While my friends Mark Bennett, Michael, Grits, and the entire staff of the Houston Chronicle have been whole-heartedly heralding Dallas District Attorney Craig Watkins as the second-coming when it comes to prosecutors, one my readers, Qeenie pointed out this story from Wednesday's edition of the Dallas Morning News. Not surprisingly (as Qeenie pointed out), the Chronicle has yet to pick up this story. Go figure.

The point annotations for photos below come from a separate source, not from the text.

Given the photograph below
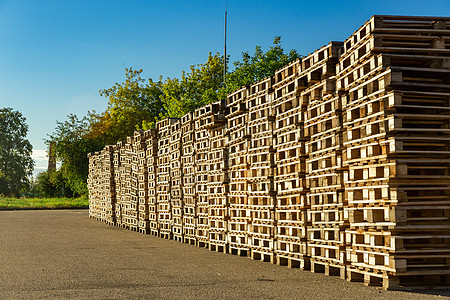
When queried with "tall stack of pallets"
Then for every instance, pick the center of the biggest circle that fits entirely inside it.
(189, 178)
(339, 163)
(133, 216)
(129, 206)
(94, 185)
(151, 143)
(218, 180)
(125, 182)
(108, 197)
(139, 144)
(325, 172)
(238, 164)
(117, 184)
(176, 177)
(261, 175)
(203, 118)
(291, 246)
(163, 179)
(394, 76)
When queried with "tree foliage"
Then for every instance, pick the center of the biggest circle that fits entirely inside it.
(202, 85)
(129, 104)
(16, 164)
(72, 142)
(52, 184)
(138, 103)
(258, 66)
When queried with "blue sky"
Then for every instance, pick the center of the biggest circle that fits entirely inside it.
(55, 54)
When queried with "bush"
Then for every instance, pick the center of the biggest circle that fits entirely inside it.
(52, 184)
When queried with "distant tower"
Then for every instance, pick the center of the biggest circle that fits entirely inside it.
(51, 157)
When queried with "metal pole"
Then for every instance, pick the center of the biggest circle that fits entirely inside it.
(225, 49)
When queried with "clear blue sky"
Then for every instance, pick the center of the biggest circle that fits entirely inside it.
(55, 54)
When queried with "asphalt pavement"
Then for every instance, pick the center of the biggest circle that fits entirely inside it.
(64, 254)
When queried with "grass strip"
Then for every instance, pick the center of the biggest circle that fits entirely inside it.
(43, 203)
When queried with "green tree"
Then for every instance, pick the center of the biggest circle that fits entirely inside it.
(130, 103)
(202, 85)
(52, 184)
(16, 164)
(72, 144)
(258, 66)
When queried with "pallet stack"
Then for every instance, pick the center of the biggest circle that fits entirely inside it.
(125, 173)
(325, 172)
(339, 163)
(394, 75)
(94, 185)
(117, 183)
(189, 178)
(108, 197)
(139, 144)
(291, 210)
(238, 164)
(218, 180)
(163, 179)
(176, 177)
(133, 220)
(204, 117)
(151, 145)
(262, 170)
(124, 181)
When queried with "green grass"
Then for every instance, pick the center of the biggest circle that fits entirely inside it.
(43, 203)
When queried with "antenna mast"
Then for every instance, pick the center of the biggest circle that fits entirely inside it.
(225, 48)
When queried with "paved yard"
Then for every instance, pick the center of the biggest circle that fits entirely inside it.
(64, 254)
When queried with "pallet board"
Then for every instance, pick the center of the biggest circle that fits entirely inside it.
(339, 163)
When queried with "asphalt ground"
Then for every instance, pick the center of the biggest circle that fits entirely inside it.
(65, 254)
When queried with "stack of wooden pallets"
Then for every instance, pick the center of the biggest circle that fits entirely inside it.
(189, 178)
(94, 185)
(133, 214)
(325, 172)
(291, 168)
(218, 180)
(339, 163)
(204, 116)
(163, 179)
(238, 164)
(261, 175)
(394, 78)
(117, 184)
(108, 197)
(176, 177)
(142, 176)
(151, 143)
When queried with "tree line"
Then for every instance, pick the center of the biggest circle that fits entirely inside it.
(137, 103)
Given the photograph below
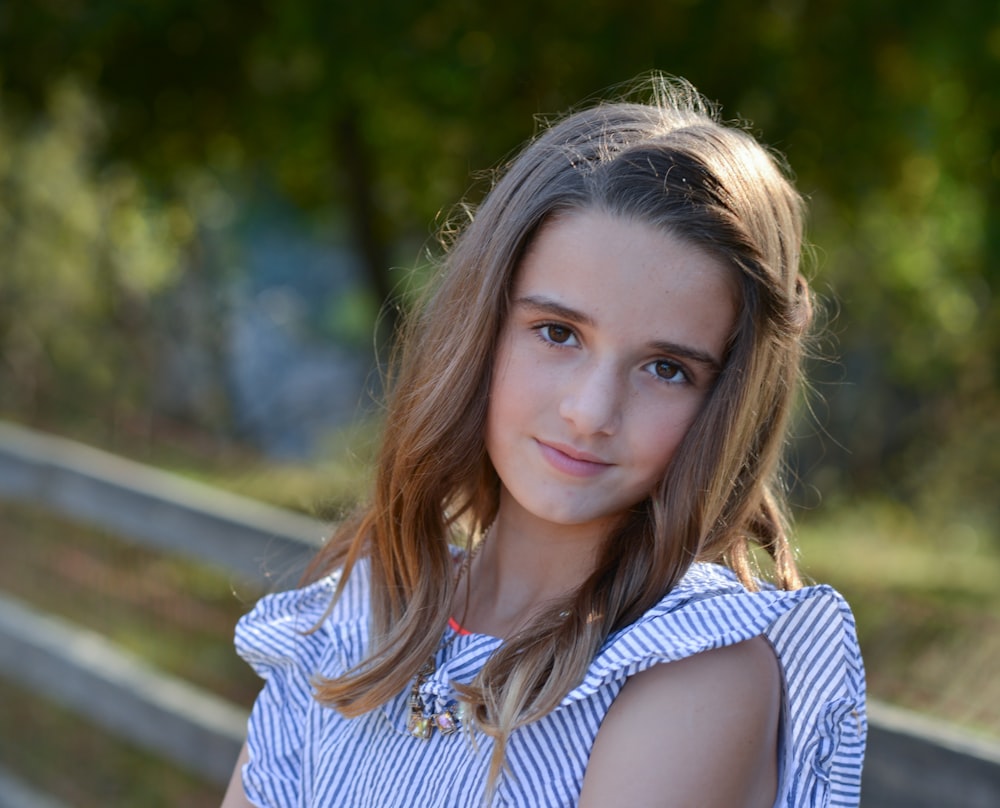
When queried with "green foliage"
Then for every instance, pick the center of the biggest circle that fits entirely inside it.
(85, 251)
(888, 113)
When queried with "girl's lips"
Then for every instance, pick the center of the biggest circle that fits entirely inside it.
(570, 461)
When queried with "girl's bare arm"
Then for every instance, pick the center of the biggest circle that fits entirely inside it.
(698, 732)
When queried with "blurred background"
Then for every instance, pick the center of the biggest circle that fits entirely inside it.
(205, 206)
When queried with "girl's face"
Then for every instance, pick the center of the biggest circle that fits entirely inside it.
(616, 333)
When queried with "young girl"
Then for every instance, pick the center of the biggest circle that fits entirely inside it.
(591, 405)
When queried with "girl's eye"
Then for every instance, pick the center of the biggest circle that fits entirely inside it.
(668, 371)
(555, 333)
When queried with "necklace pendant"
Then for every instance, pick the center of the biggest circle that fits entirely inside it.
(446, 721)
(419, 726)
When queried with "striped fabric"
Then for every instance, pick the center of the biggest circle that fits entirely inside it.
(303, 754)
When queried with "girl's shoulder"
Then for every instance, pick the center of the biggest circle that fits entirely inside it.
(303, 628)
(813, 634)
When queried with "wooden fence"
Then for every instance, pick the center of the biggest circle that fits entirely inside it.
(912, 761)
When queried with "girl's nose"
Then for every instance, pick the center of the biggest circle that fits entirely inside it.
(592, 401)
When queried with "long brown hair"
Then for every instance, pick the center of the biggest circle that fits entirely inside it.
(668, 163)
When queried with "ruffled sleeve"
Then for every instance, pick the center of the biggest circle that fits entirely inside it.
(288, 639)
(813, 634)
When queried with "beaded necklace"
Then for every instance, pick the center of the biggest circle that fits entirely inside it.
(450, 719)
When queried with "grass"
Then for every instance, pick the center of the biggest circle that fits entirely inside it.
(923, 591)
(925, 597)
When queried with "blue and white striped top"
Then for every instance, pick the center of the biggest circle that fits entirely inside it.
(304, 754)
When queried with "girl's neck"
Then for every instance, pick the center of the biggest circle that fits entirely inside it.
(519, 572)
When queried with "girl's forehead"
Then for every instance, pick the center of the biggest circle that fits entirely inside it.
(628, 278)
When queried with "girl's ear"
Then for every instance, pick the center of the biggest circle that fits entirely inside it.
(802, 312)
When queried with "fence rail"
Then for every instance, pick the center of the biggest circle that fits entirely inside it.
(912, 761)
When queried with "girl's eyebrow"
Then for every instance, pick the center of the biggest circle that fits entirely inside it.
(547, 305)
(554, 308)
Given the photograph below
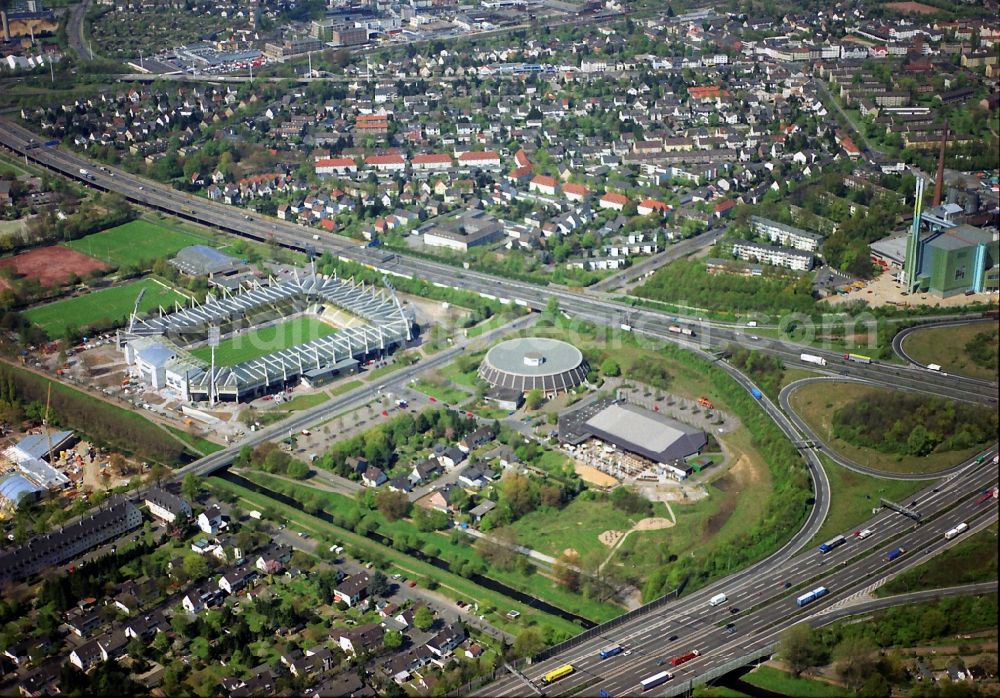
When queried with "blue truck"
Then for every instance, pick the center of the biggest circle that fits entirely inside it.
(811, 596)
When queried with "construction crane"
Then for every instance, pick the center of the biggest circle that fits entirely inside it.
(135, 309)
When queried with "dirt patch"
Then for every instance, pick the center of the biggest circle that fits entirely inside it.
(52, 265)
(609, 538)
(654, 523)
(594, 476)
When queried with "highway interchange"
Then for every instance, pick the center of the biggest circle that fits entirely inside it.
(760, 588)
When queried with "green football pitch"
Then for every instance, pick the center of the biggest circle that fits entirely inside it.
(102, 307)
(257, 343)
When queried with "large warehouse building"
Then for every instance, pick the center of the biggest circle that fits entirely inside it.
(530, 363)
(654, 438)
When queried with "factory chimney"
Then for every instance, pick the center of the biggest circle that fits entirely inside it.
(939, 180)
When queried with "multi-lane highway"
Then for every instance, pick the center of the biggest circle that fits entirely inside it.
(760, 588)
(764, 598)
(713, 336)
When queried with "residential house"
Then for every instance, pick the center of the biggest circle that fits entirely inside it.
(166, 506)
(361, 640)
(210, 521)
(353, 590)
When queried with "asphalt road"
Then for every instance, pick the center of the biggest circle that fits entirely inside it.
(766, 606)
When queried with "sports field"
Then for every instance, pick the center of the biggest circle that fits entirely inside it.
(137, 242)
(256, 343)
(102, 306)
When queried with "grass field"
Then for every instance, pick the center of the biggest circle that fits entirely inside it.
(973, 560)
(777, 681)
(817, 402)
(853, 495)
(945, 346)
(266, 340)
(575, 526)
(202, 445)
(104, 306)
(138, 242)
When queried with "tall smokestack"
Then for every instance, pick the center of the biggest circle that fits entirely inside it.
(939, 180)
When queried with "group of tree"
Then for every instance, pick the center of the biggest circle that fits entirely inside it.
(863, 655)
(913, 425)
(105, 424)
(686, 282)
(271, 458)
(380, 446)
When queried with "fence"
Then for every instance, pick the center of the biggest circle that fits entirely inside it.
(685, 688)
(605, 627)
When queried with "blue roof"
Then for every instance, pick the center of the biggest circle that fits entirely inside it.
(14, 487)
(156, 355)
(37, 445)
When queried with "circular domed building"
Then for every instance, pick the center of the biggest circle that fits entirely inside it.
(527, 363)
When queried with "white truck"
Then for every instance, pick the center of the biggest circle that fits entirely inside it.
(812, 359)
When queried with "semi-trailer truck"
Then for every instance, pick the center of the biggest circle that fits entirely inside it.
(958, 530)
(813, 359)
(893, 554)
(655, 680)
(677, 661)
(831, 544)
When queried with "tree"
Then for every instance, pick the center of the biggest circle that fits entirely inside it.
(190, 486)
(534, 399)
(392, 640)
(566, 570)
(798, 648)
(423, 618)
(528, 643)
(610, 368)
(392, 505)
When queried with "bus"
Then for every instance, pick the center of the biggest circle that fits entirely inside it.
(556, 674)
(811, 596)
(831, 544)
(610, 651)
(655, 680)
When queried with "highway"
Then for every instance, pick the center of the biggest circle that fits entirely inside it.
(711, 336)
(760, 587)
(765, 598)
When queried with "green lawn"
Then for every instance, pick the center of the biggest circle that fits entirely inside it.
(853, 495)
(101, 307)
(816, 403)
(946, 346)
(771, 679)
(266, 340)
(452, 585)
(576, 526)
(973, 560)
(202, 445)
(138, 242)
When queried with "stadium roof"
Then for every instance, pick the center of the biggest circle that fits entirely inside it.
(647, 433)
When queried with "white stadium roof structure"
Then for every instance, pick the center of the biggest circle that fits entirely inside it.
(384, 325)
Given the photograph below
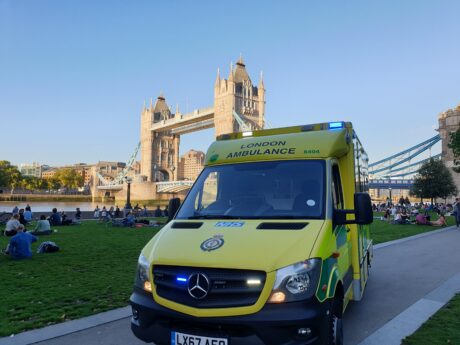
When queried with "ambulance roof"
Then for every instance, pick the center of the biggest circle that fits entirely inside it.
(321, 140)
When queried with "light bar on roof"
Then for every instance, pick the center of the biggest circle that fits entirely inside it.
(335, 125)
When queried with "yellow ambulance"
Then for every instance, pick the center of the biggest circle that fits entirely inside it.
(270, 245)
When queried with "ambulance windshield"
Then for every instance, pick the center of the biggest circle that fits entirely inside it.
(260, 190)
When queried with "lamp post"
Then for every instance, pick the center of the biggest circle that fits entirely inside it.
(128, 206)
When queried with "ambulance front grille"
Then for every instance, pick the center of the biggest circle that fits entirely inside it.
(227, 288)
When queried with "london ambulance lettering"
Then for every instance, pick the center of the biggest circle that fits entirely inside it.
(263, 148)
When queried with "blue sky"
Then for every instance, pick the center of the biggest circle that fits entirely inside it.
(74, 75)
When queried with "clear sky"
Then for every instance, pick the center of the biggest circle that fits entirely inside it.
(74, 74)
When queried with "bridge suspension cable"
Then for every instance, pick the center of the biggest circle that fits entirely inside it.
(385, 167)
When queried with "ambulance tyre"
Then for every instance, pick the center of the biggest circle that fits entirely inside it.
(335, 321)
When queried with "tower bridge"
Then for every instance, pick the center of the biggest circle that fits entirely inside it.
(237, 102)
(239, 105)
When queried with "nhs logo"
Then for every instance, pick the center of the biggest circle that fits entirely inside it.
(229, 224)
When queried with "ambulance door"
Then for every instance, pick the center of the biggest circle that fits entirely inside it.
(341, 232)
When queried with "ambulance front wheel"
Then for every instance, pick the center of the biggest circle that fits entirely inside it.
(335, 322)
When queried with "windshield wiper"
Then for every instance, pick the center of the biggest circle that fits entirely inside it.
(213, 216)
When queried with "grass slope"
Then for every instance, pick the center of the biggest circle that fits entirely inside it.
(383, 231)
(93, 272)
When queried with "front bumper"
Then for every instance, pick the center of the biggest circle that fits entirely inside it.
(274, 324)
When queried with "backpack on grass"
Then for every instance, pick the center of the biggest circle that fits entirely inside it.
(47, 247)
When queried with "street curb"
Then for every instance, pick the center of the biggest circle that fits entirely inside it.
(410, 319)
(68, 327)
(60, 329)
(410, 238)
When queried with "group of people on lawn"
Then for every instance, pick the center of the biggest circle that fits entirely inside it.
(19, 246)
(402, 212)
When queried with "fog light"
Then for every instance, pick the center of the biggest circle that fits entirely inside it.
(277, 297)
(147, 286)
(135, 314)
(304, 331)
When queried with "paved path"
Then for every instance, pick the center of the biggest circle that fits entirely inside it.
(401, 274)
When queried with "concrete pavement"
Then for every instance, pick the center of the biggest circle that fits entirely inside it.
(402, 274)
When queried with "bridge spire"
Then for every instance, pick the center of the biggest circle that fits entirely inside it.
(230, 77)
(217, 77)
(261, 81)
(240, 60)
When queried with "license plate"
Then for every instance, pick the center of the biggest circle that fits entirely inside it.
(190, 339)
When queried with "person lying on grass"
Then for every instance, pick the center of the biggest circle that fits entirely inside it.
(19, 246)
(43, 227)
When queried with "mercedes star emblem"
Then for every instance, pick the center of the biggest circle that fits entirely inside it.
(198, 285)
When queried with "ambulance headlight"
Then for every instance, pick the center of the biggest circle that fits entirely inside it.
(296, 282)
(143, 274)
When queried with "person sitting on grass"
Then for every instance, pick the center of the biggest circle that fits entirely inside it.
(55, 218)
(158, 212)
(12, 225)
(20, 244)
(405, 217)
(43, 227)
(64, 220)
(440, 222)
(78, 214)
(105, 215)
(397, 219)
(129, 220)
(420, 219)
(28, 215)
(22, 219)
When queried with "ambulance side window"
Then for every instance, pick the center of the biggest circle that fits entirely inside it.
(337, 196)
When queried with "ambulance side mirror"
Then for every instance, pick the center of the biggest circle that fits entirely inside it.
(363, 209)
(173, 206)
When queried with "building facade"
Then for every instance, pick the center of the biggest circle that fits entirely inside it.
(31, 169)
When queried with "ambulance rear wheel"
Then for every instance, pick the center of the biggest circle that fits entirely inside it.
(335, 322)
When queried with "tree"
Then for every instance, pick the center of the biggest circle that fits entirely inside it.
(454, 144)
(433, 180)
(69, 178)
(10, 176)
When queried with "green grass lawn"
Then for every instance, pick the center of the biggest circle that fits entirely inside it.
(93, 272)
(441, 328)
(383, 231)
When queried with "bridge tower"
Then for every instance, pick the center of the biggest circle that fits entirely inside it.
(236, 101)
(449, 121)
(160, 150)
(238, 94)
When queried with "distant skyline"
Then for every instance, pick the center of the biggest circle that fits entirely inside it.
(74, 75)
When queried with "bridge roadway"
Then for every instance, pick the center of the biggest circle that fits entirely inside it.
(401, 274)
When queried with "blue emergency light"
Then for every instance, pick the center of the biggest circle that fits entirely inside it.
(335, 125)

During the love-affair that the media and others have had with Mr. Watkins, there has been quite a bit of coverage on him. From his discovery of the safe with Jack Ruby memorabilia to his strong support of a Conviction Integrity Unit to his suggestion of felony charges against prosecutors who withhold Brady material, Watkins has certainly become a Media Darling in a world where people typically don't like prosecutors.
So why does everybody love Craig Watkins so much, even though he's a prosecutor?
Well, uh, it could be argued that it doesn't seem like he's showing much interest in prosecuting -- at least not much interest in prosecuting anybody other than other prosecutors.
My big concern about Watkins has always been that, at some point, he needs to go back to prosecuting people. Although the community of victims of crimes (either violent or non-violent) may be much smaller than the media pundits who are loudly singing his praises on 60 Minutes, I've yet to see Watkins taking a strong-stance on crime. True, a heart-felt "thanks" for your strong victim's advocacy probably won't land you on national TV, but that's the job that prosecutors sign on to do.
In other words, being a Media Darling is all fine and good, but there's a hell of a lot more to the job of District Attorney than just having good PR skills. Although the District Attorney should be trusted, that doesn't necessarily mean that he has to be loved. Bad news, Mr. Watkins, but you're going to be ticking some people off during your tenure. You might as well get used to it.
This incident with accepting and (even worse) soliciting gifts from corporate sponsors and the members of the Defense Bar for gifts (and I mean nice gifts) to be handed out to the prosecutors breaks the law, and Watkins should have known that. Public servants can't accept gifts over $50 in value from anyone that they aren't personal friends with.
There has been several occasions during my career where victims of crime have given me a card with a gift certificate at the close of trial. I always keep the card and then return the gift certificate. That's just the way the law works. And really, that's the way the law should work.
In my opinion, Watkins just needs to get back to the job of being a prosecutor and stop trying so hard to be universally loved.